BUMI juga aktif melakukan akuisisi aset bauksit di Indonesia, yang akan diikuti dengan pembangunan pabrik pengolahan alumina. Proses akuisisi ini diperkirakan rampung tahun ini dan kini sedang dalam tahap due diligence. Pabrik pengolahan alumina ini diprediksi bakal beroperasi sekitar pertengahan tahun 2028, dengan produksi bauksit awal diproyeksikan mencapai 1 juta ton per tahun dan meningkat menjadi 3 juta ton per tahun setelah pabrik selesai dibangun. Total biaya modal untuk proyek ini diperkirakan mencapai sekitar US$ 1,5 miliar.
Yoga mengungkapkan keyakinan bahwa dua langkah akuisisi ini dapat meningkatkan profitabilitas BUMI dan mendorong perbaikan kinerja keuangan. Dia juga merekomendasikan beli saham BUMI dengan target harga di angka Rp 160 per saham, menggunakan metode Discounted Cash Flow (DCF) dengan asumsi WACC sebesar 11,2%. Menurut Yoga, saat ini BUMI tengah berada dalam fase transformasi jangka panjang, dengan fokus strategi diversifikasi bisnis ke sektor-sektor di luar batu bara termal.
Meskipun demikian, BUMI tetap berkomitmen untuk menjaga kestabilan produksi dari dua tambang utamanya, yakni Kaltim Prima Coal (KPC) dan Arutmin Indonesia (AI). Sucor Sekuritas mengamati bahwa strategi ini dapat menciptakan keseimbangan antara pertumbuhan jangka panjang dan ketahanan operasional dalam jangka pendek.
Dengan rencana ambisius untuk menghasilkan 50% dari EBITDA-nya dari segmen non-batu bara pada tahun 2030, didukung oleh potensi akuisisi di sektor emas dan alumina serta pengembangan gasifikasi batu bara dan tembaga, langkah tersebut mencerminkan janji masa depan yang diharapkan bagi perusahaan.

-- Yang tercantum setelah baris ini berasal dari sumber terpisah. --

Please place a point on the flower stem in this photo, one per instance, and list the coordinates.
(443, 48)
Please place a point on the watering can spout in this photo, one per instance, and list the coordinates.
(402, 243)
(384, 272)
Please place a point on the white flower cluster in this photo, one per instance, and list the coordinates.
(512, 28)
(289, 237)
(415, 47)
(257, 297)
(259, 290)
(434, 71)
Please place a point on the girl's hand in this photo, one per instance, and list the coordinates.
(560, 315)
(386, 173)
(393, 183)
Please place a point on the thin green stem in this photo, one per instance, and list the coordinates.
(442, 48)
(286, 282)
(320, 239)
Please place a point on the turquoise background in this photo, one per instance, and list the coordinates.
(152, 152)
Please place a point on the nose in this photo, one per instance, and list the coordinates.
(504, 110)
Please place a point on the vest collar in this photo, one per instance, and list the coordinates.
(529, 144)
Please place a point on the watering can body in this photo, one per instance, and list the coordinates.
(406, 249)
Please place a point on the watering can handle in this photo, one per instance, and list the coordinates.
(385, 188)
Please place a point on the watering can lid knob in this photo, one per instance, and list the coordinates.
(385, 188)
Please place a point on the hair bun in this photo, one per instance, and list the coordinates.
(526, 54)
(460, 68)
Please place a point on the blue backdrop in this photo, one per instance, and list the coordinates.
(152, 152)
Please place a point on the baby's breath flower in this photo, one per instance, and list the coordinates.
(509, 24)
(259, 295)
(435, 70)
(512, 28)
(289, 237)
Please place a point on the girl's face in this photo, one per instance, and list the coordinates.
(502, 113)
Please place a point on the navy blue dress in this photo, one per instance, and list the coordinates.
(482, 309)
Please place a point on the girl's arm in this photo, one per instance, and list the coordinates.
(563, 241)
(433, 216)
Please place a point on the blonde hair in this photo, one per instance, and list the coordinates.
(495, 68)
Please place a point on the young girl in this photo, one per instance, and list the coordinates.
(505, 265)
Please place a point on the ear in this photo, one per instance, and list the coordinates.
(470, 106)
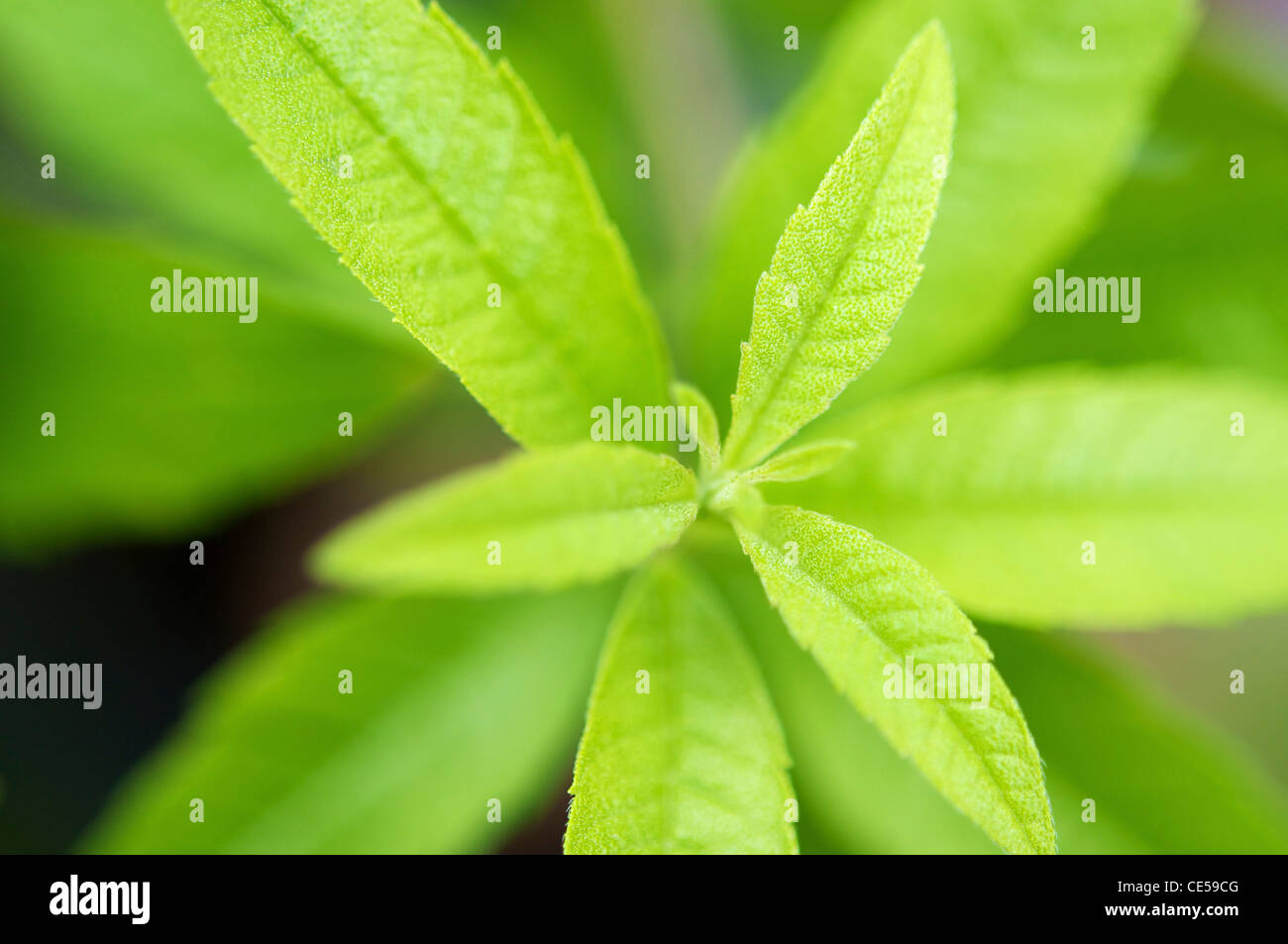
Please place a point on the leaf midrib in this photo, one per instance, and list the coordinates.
(835, 271)
(827, 591)
(403, 157)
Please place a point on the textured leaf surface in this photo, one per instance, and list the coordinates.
(859, 607)
(1188, 520)
(802, 463)
(846, 264)
(1164, 781)
(454, 704)
(460, 196)
(1043, 130)
(537, 520)
(167, 421)
(695, 765)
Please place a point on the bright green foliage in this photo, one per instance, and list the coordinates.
(848, 262)
(802, 463)
(1163, 781)
(452, 704)
(481, 231)
(682, 752)
(708, 430)
(1224, 235)
(537, 520)
(170, 156)
(163, 421)
(859, 607)
(1044, 129)
(1188, 519)
(464, 214)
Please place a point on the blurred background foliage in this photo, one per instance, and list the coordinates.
(172, 430)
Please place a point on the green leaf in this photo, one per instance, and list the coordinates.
(846, 264)
(802, 463)
(454, 704)
(1199, 240)
(165, 423)
(1185, 518)
(464, 214)
(536, 520)
(707, 430)
(867, 613)
(694, 763)
(857, 793)
(1043, 130)
(171, 157)
(1164, 780)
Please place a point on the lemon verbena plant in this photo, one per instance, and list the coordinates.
(442, 187)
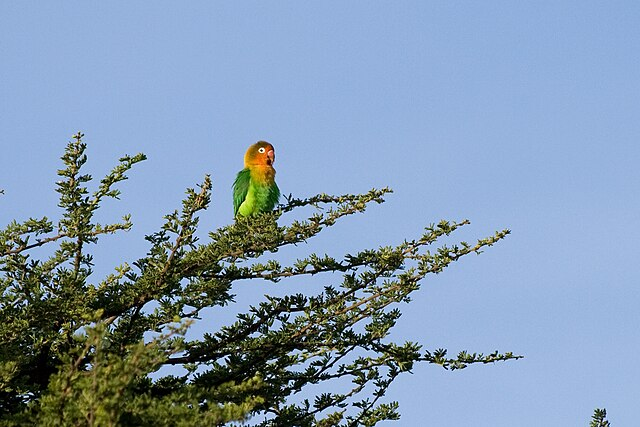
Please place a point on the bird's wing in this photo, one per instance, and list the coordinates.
(240, 189)
(274, 195)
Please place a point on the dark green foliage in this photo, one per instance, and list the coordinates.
(599, 418)
(79, 352)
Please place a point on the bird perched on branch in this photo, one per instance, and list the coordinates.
(255, 189)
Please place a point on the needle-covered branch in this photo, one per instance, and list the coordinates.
(113, 350)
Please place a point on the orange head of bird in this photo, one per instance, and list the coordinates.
(260, 154)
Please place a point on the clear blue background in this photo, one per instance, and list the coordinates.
(520, 115)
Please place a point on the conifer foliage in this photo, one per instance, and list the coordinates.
(79, 350)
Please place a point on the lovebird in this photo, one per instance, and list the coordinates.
(255, 189)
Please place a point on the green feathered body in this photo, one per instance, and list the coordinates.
(255, 191)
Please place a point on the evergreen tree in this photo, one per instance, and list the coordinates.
(79, 351)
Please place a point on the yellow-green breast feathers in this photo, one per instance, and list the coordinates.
(255, 189)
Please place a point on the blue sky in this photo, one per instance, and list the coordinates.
(520, 115)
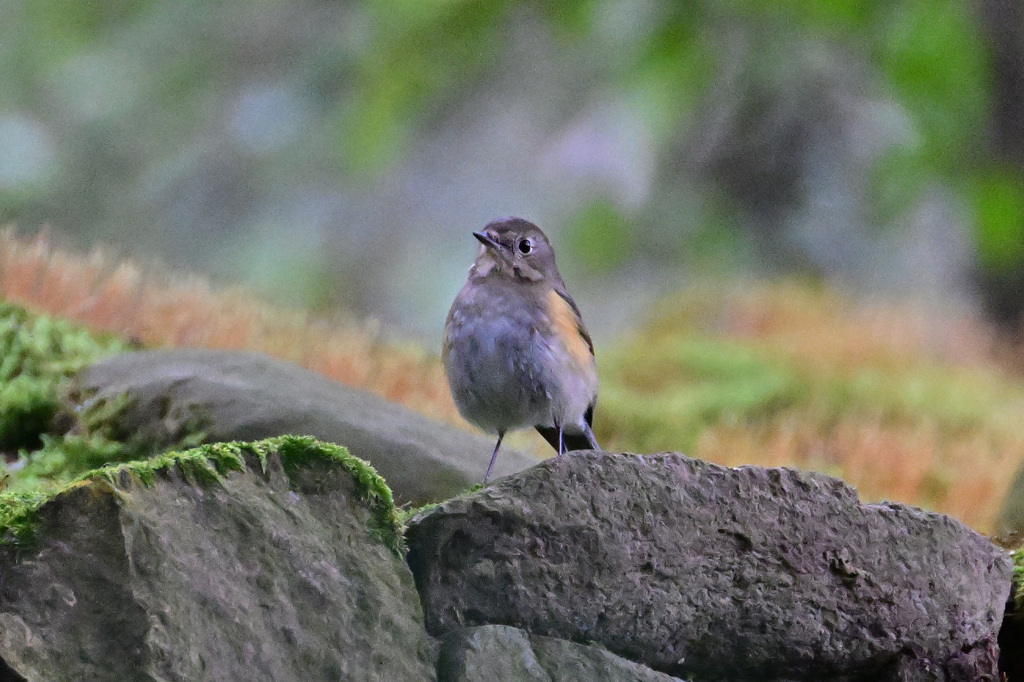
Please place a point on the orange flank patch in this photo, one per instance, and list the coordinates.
(566, 326)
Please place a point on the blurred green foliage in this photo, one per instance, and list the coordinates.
(678, 377)
(38, 356)
(376, 76)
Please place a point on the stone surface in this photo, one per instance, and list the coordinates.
(492, 653)
(259, 577)
(233, 395)
(719, 573)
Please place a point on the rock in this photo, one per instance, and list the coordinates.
(696, 569)
(205, 566)
(489, 653)
(229, 395)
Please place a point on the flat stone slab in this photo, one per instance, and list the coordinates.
(233, 395)
(717, 573)
(201, 572)
(493, 653)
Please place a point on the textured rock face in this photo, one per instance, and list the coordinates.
(261, 577)
(493, 653)
(719, 573)
(246, 396)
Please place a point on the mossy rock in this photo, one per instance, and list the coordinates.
(278, 556)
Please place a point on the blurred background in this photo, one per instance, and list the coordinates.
(335, 156)
(796, 228)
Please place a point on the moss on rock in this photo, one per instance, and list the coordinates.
(207, 465)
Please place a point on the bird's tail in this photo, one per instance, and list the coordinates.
(584, 440)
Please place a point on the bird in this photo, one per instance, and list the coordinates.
(515, 350)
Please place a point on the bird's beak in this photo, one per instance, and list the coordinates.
(486, 240)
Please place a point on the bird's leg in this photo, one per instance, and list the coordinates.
(494, 456)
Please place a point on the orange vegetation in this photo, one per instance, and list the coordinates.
(160, 309)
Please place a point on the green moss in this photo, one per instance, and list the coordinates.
(1017, 583)
(17, 515)
(207, 465)
(681, 376)
(38, 356)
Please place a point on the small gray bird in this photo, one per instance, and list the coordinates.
(516, 352)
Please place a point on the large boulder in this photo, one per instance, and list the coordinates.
(271, 561)
(489, 653)
(174, 394)
(700, 570)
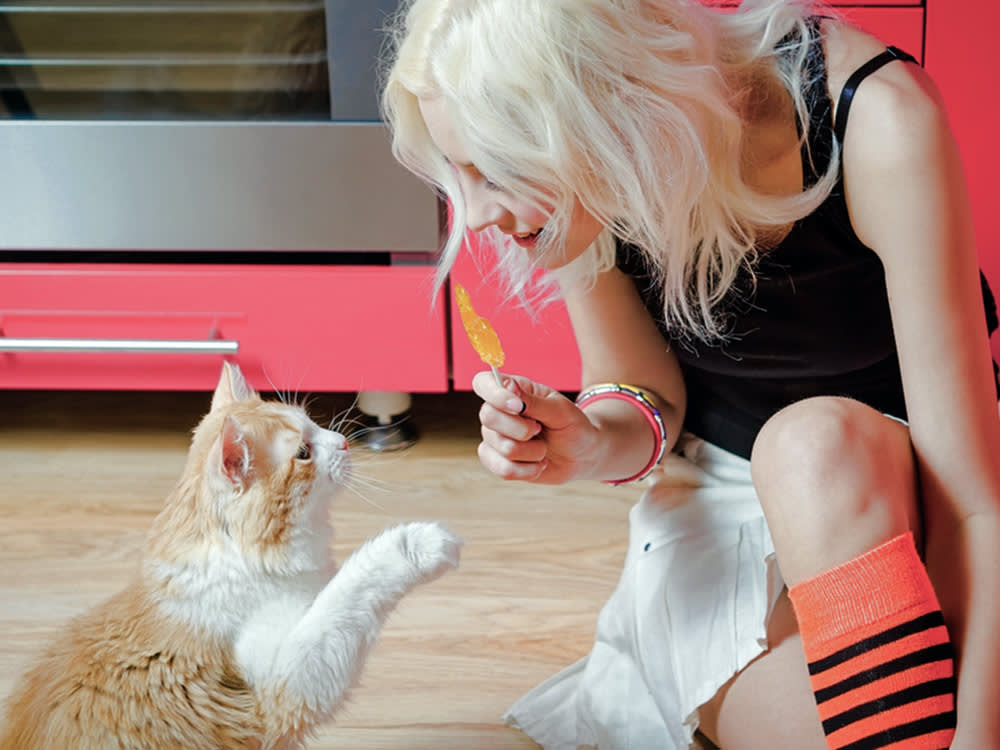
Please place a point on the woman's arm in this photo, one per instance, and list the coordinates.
(908, 200)
(553, 441)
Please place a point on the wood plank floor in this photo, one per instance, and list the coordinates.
(83, 474)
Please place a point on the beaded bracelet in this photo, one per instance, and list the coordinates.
(638, 398)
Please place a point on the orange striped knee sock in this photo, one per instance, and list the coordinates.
(880, 661)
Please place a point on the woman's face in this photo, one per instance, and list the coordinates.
(488, 205)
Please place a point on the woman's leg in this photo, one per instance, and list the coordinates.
(837, 483)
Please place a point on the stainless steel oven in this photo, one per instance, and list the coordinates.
(191, 127)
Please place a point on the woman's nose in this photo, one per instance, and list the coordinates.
(482, 211)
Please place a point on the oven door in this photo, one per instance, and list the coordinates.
(221, 126)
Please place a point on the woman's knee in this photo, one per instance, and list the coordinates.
(835, 478)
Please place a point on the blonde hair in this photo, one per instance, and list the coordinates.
(631, 106)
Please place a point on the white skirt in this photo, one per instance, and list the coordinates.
(690, 611)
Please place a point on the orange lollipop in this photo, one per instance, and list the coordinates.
(481, 334)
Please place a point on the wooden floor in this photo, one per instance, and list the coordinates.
(83, 474)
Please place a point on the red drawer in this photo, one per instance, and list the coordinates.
(301, 328)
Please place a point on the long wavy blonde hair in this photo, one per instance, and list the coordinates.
(631, 106)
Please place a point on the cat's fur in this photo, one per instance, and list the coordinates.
(236, 633)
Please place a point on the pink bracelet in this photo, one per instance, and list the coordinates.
(639, 399)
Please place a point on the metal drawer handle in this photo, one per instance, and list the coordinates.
(121, 346)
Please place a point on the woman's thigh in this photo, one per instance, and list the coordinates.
(835, 478)
(768, 705)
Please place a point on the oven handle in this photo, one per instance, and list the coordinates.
(119, 346)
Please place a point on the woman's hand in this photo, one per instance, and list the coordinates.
(531, 432)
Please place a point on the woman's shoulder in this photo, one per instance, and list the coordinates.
(896, 112)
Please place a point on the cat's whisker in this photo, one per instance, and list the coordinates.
(357, 492)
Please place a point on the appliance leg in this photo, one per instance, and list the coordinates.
(387, 420)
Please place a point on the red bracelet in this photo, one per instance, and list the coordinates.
(639, 399)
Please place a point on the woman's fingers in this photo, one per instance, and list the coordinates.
(506, 467)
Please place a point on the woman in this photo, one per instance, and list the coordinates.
(792, 299)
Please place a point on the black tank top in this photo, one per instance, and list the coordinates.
(816, 321)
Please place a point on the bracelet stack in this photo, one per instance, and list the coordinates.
(638, 398)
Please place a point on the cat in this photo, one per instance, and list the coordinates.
(238, 631)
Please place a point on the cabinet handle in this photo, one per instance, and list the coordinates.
(120, 346)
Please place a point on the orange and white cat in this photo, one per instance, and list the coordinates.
(238, 632)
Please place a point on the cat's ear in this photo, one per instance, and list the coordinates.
(232, 387)
(234, 456)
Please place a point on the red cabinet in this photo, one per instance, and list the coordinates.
(291, 328)
(961, 55)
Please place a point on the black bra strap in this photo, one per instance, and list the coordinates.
(847, 95)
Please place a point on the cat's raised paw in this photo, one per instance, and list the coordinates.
(431, 548)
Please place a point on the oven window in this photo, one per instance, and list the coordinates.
(285, 60)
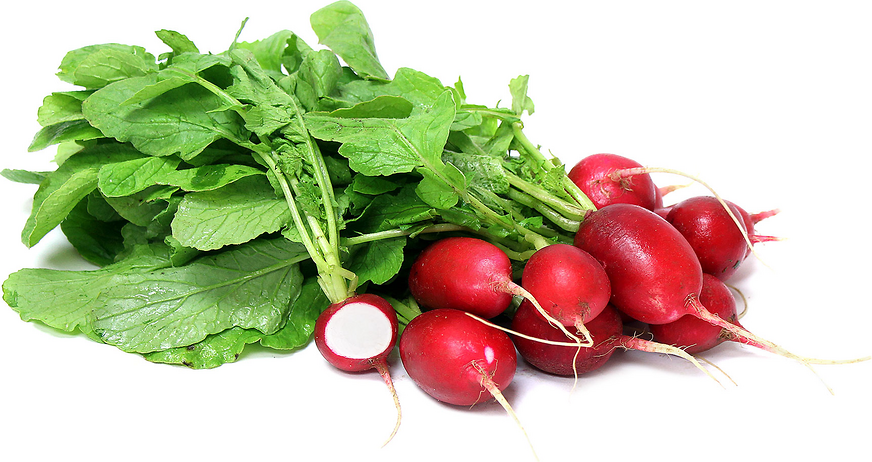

Dari segi prasyarat produksi, Sucor Sekuritas menilai BUMI masih merupakan produsen batu bara terbesar di Indonesia, dengan proyeksi produksi stabil sebesar 80 juta ton per tahun. Didukung oleh cadangan yang mencapai 940 juta ton dan sumber daya sebesar 4,5 miliar ton, KPC dan Arutmin diprediksi dapat mempertahankan tingkat produksi gabungan antara 79 hingga 81 juta ton dalam tiga tahun ke depan.